- Genre: Reality competition
- Presented by: Lance Bass; Christina Milian;
- Country of origin: United States
- Original language: English
- No. of seasons: 1
- No. of episodes: 8

Production
- Executive producers: Austyn Biggers; Adam Cohen; Pamela Post; Cara Tapper; Joanna Vernetti;
- Production company: Super Delicious Productions

Original release
- Network: MTV; MTV2;
- Release: September 26 – November 17, 2017

Related
- MTV's The 70s House

= 90's House =

American reality television series

90's House is an American reality television series broadcast on MTV before being moved to MTV2 due to low ratings. The show aired for eight episodes from September 26 to November 17, 2017, and featured 12 "millennial" housemates living in a house set in the 1990s while participating in various 1990s-themed challenges. The winner received $90,000, a Mazda Miata and tickets for two on board the Ship-Hop I Love the 90s Cruise.

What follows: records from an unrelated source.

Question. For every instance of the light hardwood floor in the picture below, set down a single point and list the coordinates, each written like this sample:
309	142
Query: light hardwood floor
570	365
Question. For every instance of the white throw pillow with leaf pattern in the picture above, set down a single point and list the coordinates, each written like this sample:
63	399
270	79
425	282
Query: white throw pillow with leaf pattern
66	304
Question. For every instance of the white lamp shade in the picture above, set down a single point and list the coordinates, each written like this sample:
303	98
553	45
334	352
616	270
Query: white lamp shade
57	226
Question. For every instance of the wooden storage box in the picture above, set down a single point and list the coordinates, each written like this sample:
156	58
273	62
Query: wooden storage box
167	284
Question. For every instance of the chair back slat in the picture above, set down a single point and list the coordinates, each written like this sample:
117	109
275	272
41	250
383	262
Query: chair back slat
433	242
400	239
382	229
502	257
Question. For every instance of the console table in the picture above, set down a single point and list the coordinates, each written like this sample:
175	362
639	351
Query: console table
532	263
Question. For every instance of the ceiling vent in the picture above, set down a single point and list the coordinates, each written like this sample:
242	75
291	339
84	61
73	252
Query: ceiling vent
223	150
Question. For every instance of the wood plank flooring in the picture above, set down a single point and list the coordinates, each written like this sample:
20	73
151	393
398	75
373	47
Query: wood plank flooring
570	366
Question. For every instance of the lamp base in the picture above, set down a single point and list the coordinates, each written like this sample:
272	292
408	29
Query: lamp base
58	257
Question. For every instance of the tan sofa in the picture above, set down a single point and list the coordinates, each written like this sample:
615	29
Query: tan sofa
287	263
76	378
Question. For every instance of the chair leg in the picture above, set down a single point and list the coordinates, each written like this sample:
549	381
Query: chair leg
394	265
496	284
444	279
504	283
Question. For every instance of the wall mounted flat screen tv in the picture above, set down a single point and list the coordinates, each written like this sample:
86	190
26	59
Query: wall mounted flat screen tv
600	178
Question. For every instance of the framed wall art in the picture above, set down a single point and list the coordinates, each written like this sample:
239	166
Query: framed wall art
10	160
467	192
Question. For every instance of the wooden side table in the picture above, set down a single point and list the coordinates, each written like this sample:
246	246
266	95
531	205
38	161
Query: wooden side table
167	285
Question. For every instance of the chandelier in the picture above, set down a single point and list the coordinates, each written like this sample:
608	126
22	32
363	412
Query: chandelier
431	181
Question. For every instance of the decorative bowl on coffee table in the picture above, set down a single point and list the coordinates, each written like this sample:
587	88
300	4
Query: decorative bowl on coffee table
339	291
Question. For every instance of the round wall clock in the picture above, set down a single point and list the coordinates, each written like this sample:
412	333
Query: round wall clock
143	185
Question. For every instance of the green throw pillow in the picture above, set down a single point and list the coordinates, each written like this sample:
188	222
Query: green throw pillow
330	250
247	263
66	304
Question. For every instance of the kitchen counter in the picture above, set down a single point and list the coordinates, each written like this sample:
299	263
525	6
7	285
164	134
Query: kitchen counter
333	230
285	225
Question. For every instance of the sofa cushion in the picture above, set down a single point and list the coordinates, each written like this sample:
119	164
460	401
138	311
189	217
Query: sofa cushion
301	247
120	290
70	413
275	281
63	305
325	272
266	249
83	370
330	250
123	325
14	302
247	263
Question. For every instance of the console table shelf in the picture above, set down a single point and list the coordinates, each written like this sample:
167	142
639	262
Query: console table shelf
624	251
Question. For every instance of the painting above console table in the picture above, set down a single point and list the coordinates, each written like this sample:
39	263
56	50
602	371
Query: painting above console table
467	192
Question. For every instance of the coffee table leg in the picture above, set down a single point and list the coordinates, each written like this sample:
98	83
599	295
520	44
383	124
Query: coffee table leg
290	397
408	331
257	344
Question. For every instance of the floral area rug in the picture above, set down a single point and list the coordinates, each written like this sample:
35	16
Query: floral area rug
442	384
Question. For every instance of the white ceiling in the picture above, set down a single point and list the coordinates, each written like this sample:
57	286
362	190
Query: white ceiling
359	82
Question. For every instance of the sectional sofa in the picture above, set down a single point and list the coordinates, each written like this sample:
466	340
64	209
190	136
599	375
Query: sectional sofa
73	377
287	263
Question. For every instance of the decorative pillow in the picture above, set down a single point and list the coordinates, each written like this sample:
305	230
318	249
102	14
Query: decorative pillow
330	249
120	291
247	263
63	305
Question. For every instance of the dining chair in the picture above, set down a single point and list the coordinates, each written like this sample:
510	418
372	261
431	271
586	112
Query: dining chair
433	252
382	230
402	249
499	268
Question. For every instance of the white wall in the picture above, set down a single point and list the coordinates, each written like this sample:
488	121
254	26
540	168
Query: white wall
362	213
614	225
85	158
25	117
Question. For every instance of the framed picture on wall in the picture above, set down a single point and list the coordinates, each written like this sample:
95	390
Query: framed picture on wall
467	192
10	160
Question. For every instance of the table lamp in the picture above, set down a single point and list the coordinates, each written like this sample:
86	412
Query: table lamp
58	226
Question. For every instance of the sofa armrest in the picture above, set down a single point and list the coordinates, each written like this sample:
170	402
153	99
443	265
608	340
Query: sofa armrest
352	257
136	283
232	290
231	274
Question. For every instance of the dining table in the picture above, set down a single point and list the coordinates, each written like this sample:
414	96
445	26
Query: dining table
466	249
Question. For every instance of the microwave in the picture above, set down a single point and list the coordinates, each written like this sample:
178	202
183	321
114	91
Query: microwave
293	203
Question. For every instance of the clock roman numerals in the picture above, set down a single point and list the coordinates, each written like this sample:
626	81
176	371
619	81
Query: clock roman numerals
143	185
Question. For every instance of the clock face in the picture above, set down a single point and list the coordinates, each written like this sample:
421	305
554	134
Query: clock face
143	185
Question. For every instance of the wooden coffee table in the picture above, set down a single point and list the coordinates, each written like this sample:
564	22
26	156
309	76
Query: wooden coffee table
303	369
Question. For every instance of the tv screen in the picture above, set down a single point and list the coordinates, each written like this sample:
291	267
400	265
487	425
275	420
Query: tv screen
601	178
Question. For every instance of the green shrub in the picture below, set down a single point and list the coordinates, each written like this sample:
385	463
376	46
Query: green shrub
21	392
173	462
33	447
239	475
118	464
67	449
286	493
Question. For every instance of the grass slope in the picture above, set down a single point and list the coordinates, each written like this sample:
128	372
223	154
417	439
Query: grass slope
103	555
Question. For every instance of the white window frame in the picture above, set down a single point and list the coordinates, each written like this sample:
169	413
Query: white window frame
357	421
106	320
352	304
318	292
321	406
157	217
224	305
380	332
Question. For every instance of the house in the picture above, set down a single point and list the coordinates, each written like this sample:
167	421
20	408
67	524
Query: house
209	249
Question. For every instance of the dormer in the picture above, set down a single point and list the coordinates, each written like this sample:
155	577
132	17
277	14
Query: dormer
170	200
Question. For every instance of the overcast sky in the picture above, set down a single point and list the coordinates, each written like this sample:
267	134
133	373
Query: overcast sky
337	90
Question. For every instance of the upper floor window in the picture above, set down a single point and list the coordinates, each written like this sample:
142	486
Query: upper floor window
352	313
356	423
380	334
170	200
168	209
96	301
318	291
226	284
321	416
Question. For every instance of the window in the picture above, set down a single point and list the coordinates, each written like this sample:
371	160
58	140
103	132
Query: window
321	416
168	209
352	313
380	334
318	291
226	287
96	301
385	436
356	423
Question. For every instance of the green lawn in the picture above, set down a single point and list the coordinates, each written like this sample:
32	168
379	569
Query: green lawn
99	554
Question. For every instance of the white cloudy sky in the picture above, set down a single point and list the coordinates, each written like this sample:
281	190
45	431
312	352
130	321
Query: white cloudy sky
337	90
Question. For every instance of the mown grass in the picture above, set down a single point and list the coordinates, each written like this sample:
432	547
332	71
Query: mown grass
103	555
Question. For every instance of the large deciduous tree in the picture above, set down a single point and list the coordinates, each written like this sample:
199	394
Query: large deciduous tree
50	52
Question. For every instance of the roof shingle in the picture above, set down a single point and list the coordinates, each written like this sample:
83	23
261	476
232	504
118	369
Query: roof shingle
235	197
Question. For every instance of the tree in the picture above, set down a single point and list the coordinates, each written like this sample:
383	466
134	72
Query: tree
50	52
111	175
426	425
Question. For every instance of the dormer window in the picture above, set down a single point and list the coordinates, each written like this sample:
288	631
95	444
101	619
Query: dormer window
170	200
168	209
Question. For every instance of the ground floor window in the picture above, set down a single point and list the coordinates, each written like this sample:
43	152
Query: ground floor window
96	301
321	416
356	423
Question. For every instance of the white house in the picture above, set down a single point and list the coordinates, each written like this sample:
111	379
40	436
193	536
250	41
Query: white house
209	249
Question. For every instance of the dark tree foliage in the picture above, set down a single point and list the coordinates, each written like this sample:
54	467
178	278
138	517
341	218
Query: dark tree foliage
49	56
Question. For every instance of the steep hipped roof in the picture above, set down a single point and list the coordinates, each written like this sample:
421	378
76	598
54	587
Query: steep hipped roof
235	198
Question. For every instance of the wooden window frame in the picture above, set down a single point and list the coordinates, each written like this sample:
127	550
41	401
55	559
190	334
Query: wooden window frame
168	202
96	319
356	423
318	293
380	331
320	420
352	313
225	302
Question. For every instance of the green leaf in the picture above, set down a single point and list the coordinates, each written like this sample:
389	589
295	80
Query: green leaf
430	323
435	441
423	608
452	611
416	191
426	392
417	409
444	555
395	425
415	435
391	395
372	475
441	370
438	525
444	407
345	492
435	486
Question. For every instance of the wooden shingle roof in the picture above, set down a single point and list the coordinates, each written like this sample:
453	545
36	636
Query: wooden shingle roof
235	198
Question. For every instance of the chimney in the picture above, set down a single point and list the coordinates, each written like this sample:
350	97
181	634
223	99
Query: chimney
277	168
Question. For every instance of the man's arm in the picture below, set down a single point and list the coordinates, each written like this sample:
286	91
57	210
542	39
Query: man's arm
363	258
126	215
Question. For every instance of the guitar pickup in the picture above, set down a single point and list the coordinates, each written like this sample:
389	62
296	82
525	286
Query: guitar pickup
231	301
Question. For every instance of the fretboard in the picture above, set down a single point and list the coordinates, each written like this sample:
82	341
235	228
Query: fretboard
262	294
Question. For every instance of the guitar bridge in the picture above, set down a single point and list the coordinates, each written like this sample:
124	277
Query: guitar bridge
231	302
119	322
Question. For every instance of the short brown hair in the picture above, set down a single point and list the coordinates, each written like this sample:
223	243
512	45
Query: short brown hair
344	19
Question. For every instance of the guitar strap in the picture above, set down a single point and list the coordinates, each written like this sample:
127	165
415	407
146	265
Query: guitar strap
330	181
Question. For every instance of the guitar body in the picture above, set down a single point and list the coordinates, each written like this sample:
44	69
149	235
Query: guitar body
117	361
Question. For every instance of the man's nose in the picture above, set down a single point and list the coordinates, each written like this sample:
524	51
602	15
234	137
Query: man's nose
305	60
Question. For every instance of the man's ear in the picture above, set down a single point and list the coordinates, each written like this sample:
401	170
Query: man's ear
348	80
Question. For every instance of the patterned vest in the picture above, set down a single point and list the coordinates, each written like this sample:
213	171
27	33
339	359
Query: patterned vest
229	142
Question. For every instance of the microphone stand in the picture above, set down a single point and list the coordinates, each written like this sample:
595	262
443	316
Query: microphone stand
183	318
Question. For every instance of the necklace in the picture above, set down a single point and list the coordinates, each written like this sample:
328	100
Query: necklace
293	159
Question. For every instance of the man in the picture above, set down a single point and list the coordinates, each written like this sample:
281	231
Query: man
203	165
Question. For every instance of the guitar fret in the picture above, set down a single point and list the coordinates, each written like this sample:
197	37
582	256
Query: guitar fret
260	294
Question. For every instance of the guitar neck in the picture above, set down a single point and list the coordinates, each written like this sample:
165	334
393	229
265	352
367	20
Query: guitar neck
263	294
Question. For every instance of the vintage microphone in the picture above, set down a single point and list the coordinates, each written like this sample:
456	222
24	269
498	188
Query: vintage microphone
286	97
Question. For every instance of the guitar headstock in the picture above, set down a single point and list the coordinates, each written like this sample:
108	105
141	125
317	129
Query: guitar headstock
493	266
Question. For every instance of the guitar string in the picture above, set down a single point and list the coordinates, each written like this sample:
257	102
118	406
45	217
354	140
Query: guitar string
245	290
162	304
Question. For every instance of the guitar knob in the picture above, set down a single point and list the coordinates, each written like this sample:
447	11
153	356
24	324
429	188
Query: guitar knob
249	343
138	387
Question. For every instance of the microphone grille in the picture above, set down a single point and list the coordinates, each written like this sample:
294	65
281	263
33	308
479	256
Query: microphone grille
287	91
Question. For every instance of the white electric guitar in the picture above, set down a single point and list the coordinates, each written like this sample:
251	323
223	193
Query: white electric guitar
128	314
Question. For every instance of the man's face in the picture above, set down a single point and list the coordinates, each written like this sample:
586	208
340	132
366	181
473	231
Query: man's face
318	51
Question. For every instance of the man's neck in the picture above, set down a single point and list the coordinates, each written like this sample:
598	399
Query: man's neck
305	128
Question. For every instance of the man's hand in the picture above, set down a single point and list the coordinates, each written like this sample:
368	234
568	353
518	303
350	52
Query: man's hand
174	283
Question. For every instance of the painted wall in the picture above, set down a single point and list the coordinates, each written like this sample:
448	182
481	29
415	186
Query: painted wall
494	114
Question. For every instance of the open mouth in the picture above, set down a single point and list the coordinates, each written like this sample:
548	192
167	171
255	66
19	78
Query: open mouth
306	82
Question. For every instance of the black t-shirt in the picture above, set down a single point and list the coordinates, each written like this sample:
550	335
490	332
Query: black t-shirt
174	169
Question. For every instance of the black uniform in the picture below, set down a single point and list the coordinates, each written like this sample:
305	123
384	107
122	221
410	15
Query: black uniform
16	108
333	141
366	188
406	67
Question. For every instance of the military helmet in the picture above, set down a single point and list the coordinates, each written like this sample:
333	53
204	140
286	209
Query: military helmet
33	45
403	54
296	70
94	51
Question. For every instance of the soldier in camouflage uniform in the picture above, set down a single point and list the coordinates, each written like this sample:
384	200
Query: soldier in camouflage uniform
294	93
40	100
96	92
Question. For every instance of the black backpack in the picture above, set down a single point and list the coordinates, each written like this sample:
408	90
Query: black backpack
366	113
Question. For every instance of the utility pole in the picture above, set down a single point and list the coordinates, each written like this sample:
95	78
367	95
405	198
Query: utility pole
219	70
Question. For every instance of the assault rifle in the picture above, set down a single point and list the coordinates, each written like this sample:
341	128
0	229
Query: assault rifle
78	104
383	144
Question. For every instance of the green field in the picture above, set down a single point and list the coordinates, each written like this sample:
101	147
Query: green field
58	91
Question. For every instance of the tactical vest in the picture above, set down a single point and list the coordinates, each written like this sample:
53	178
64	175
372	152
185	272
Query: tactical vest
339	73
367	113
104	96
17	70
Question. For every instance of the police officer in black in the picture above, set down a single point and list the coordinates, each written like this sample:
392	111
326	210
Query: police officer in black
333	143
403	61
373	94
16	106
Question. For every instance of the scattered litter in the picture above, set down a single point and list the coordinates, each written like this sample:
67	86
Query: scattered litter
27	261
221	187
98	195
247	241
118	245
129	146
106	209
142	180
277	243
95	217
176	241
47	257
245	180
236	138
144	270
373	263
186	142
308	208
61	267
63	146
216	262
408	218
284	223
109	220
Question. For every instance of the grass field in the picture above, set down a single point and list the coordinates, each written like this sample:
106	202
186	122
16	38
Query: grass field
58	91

Each episode had a challenge called "Who Got Game" and sometimes a mini challenge, which provided an advantage in the "Who Got Game" challenge. At the end of each episode, contestants who were safe stayed in the house and were considered to be "Chillin'", while those at risk for elimination had to step onto the bounce pad, where one or more housemates would be deemed "Illin'" and be eliminated. Long Island native Sha'Monique Wynter was crowned the winner.

==Contestants==
- Chase
- Devin
- Jenielle
- Lexus
- Mark
- Patrick
- Prince
- Sha-Monique
- Shannon
- Sierra
- Travana
- William

== Results ==

|  | Episodes |  |  |  |  |  |  |  |
|---|---|---|---|---|---|---|---|---|
| Contestants | 1 | 2 | 3 | 4 | 5 | 6 | 7 | 8 |
| Sha-monique | WIN | WIN | SAFE | RISK | SAFE | SAFE | WIN | WINNER |
| Sierra | SAFE | WIN | SAFE | WIN | SAFE | RISK | RISK | OUT |
| Devin | WIN | SAFE | SAFE | WIN | RISK | RISK | SAFE | OUT |
| Jenielle | SAFE | WIN | WIN | RISK | RISK | SAFE | OUT | GUEST |
| Chase | RISK | RISK | SAFE | RISK | RISK | WIN | OUT | GUEST |
| Prince | RISK | RISK | SAFE | SAFE | SAFE | OUT |  | GUEST |
| Shannon | WIN | WIN | RISK | SAFE | OUT |  |  | GUEST |
| Patrick | SAFE | SAFE | SAFE | OUT |  |  |  | GUEST |
| Mark | RISK | SAFE | OUT |  |  |  |  | GUEST |
| Lexus | SAFE | WIN | OUT |  |  |  |  | GUEST |
| William | WIN | OUT |  |  |  |  |  | GUEST |
| Travana | OUT |  |  |  |  |  |  | GUEST |

==Episodes==

| No. | Title | Original release date | U.S. viewers (millions) |
|---|---|---|---|
| 1 | "Welcome to the 90's!" | September 26, 2017 | 0.318 |
| 2 | "The One with the Music Videos" | October 3, 2017 | 0.261 |
| 3 | "The One with all the Pick-up Lines" | October 10, 2017 | 0.255 |
| 4 | "The One with the Movie Posters" | October 17, 2017 | 0.172 |
| 5 | "The One with the Sitcom" | October 24, 2017 | N/A |
| 6 | "The One with the Rap Battle" | October 31, 2017 | N/A |
| 7 | "The One with the Icons" | November 10, 2017 | N/A |
| 8 | "The One with the Big Finale" | November 17, 2017 | N/A |

==Predecessor==
This show is based on MTV's The 70s House, which aired in 2005 and focused on the culture of the 1970s.